Here are the steps to determine the constant speed:
Step 1: Break the initial velocity of the ball into its horizontal and vertical components.
The initial speed of the ball is given as 20 meters per second at an angle of 45 degrees. The vertical component of the velocity will be 20 * sin(45) and the horizontal component will be 20 * cos(45).
Vertical component: V_y = 20 * sin(45) = 20 * √2 / 2 = 10√2
Horizontal component: V_x = 20 * cos(45) = 20 * √2 / 2 = 10√2
Step 2: Analyze the vertical motion of the ball.
The vertical motion of the ball can be described using the equations of motion under constant acceleration. In this case, the only force affecting the ball is gravity, which will cause the ball to accelerate downwards with an acceleration of -9.8 m/s^2.
Using the vertical motion equation:
y = V_y * t + (1/2) * a * t^2
Here, y represents the vertical distance, V_y is the initial vertical velocity, t is the time, and a is the acceleration (gravity).

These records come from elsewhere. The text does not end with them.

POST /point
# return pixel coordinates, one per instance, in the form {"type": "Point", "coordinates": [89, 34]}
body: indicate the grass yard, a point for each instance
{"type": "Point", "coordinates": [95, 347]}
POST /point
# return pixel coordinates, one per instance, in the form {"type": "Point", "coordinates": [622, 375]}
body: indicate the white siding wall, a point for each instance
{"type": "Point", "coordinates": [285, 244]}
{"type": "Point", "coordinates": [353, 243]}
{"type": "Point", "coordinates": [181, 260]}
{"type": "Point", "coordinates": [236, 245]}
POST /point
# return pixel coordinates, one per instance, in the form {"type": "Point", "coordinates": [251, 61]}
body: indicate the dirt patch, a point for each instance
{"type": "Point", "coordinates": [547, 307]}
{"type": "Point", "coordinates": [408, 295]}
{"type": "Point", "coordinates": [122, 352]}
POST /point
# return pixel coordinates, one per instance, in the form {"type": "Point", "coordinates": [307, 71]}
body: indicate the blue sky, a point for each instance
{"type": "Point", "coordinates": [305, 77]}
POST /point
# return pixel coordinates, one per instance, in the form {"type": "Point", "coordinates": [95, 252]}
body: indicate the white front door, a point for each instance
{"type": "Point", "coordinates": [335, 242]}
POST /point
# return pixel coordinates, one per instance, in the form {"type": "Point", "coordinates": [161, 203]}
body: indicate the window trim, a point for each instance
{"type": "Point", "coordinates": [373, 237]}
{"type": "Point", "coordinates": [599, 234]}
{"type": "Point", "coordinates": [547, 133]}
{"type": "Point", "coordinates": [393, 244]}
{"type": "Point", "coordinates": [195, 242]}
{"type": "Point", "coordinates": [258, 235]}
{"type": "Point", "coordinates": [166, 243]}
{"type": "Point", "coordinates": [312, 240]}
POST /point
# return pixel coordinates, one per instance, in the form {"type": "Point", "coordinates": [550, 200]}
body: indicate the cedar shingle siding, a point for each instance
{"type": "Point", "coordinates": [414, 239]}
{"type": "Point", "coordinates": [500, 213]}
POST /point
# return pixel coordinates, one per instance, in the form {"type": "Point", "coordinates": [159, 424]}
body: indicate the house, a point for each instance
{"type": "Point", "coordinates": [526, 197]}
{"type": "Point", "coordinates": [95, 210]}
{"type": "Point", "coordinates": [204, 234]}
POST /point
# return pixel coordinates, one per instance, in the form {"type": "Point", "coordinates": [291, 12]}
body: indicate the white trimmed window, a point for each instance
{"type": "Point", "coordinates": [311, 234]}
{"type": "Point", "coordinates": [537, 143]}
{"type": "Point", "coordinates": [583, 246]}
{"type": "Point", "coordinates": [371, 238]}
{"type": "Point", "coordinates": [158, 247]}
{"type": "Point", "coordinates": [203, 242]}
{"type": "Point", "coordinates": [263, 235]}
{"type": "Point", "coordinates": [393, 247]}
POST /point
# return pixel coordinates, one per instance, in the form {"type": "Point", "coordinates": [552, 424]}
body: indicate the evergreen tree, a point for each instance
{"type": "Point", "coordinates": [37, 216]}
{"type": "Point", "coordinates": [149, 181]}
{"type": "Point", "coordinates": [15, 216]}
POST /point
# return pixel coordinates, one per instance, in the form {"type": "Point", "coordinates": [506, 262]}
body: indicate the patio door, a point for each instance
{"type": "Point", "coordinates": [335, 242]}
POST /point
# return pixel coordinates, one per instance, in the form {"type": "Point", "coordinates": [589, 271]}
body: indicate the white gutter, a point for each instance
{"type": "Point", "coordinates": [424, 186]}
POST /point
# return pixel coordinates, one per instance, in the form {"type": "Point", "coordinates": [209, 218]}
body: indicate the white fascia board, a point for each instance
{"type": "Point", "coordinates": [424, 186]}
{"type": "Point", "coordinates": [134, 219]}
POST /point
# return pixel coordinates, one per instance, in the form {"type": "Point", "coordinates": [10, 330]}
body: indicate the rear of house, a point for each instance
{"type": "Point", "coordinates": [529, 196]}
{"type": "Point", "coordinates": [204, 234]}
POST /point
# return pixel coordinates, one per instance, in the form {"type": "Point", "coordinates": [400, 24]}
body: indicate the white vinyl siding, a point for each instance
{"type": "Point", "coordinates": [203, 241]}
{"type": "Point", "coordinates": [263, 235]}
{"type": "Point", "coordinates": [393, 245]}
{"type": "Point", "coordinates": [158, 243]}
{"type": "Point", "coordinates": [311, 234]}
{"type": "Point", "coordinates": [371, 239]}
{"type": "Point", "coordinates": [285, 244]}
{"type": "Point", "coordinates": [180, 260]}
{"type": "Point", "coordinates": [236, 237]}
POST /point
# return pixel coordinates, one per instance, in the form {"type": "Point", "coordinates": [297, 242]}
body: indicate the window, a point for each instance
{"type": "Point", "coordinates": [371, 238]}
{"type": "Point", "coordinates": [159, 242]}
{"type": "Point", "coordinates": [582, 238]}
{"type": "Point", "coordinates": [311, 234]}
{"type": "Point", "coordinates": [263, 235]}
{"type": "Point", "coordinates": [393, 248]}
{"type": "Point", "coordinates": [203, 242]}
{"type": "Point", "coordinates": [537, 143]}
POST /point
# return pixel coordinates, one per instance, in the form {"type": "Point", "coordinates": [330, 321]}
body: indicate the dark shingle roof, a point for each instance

Since the ball will hit the ground when y = 0, we can solve for the time it takes for the ball to hit the ground.
0 = 10√2 * t - (1/2) * 9.8 * t^2
Simplifying this equation, we get:
0 = 5√2 * t - 4.9 * t^2
Step 3: Solve for the time it takes for the ball to hit the ground.
This is a quadratic equation, so let's solve it by factoring or using the quadratic formula.
0 = 5√2 * t - 4.9 * t^2
0 = t(5√2 - 4.9t)
Setting each factor equal to zero:
t = 0 or 5√2 - 4.9t = 0
The first solution (t = 0) is not meaningful in this context, so we can disregard it.
Solving for t in the second equation:
5√2 - 4.9t = 0
5√2 = 4.9t
t = (5√2) / 4.9
Step 4: Calculate the horizontal distance traveled by the ball in this time.
The horizontal motion of the ball is constant, so we can use the equation:
x = V_x * t
Substituting the known values:
x = (10√2) * (5√2) / 4.9
Step 5: Determine the constant speed of the second player.
In order to catch the ball before it hits the ground, the second player needs to reach the point where the ball will land. This point is given as 60 meters away from the kick start.
Therefore, the constant speed at which the second player should run can be calculated using the formula:
Speed = Distance / Time
Speed = 60 meters / [ (5√2) / 4.9 ]
Simplifying this expression:
Speed = 60 * 4.9 / (5√2)
Calculating the value using a calculator, we find:
Speed ≈ 12.18 meters per second
So, the constant speed at which the second player should run to catch the ball before it hits the ground is approximately 12.18 meters per second.